And, by the way, battery electric vehicles (BEVs) no longer have fuel tanks and engines; they have motors, inverters and, of course, batteries — the three essential components of a BEV. Has the car now truly transformed into an appliance? It used to be that ICE cars were issued fuel efficiency ratings that were displayed on vehicles to inform buyers. Perhaps, these will be replaced soon by energy-efficiency ratings like those found on air-conditioners or refrigerators.

Conversations involving EVs inevitably revolve around range. How far can one go on a fully charged battery? What’s the fuel consumption of a particular ICE car? Occasionally, you might get asked, “How big is your fuel tank?” The answer, multiplied by efficiency, will give you range. In BEVs, I guess, the equivalent question would be, “How big is your battery capacity?” The bigger your battery and the fuller it is charged means you can cover more miles. This is the crux of ambivalence among car buyers, when mulling over remaining with an ICE vehicle or making the switch to a BEV.

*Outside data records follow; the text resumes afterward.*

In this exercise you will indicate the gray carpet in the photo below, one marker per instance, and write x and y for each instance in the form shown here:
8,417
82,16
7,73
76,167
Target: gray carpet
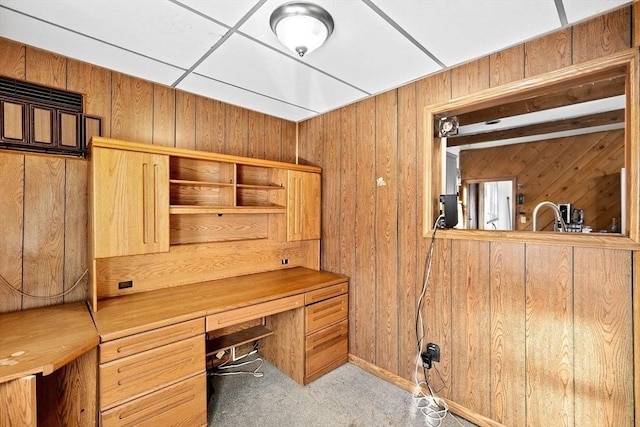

For one, BEVs still give potential buyers range anxiety. They worry over running out of power while on the road. I would liken this to the “low batt” syndrome that mobile phone users dread. That’s why many carry their phone charger, a power bank, or a spare battery with them. I suppose this could be done for BEVs as well, but it would bring many times more the inconvenience that mobile phone users have to deal with. In fact, I would be so bold to say that most of the range apprehensions for BEVs stem from people’s personal mobile phone experience.

Range is such a critical consideration because the recharging infrastructure for EVs is still in its infancy. Thanks to private-sector proponents like the Ayala Group, the number of charging stations is growing at a rapid clip — albeit mostly in the metro area as yet. If the charging network becomes as vast as that of petrol stations, concerns about range anxiety would be rendered moot, as in the case of ICE cars. In fact, I remember a time when some off-roaders would carry a spare container of fuel in case they run out of gas before they could get a refill. That is why it is just as important for BEV users to map out through mobile apps where the closest or next charging station is located.

In order to go farther on a tank of gas, you have to drive efficiently — shifting gears properly, accelerating smoothly, braking gently, and attacking curves efficiently. In BEVs, going farther on a fully charged battery depends on, quite literally, the amount of electric power you consume as you drive. Braking a lot, would you believe, is a good thing because it creates regenerative power that helps charge batteries as you drive. And, by the way, no power is consumed while idling. On the other hand, how hard you accelerate still increases consumption. So do topography and ambient conditions. However, BEVs are particularly sensitive to inclines and extreme temperatures.

Other growing pains for xEVs — particularly BEVs — are getting car financing, as well as insurance, for these vehicles. At the heart of the matter is that there is not enough experience or data yet in the Philippines to determine the residual value (in the case of financing) and the claims cost (in the case of insurance) for them. Surely, this is an evolving situation that will solve itself over time.

Whatever you decide, the important thing is that your car delivers on your needs. In terms of your use, it should get you to places reliably, and it should allow you to have fun getting there. Of course, it should also make your ownership experience seamless and painless. It used to be that the onomatopoeic “vroom-vroom” would immediately evoke a thrilling drive. With BEVs being as quiet as they are, what could possibly characterize their appeal?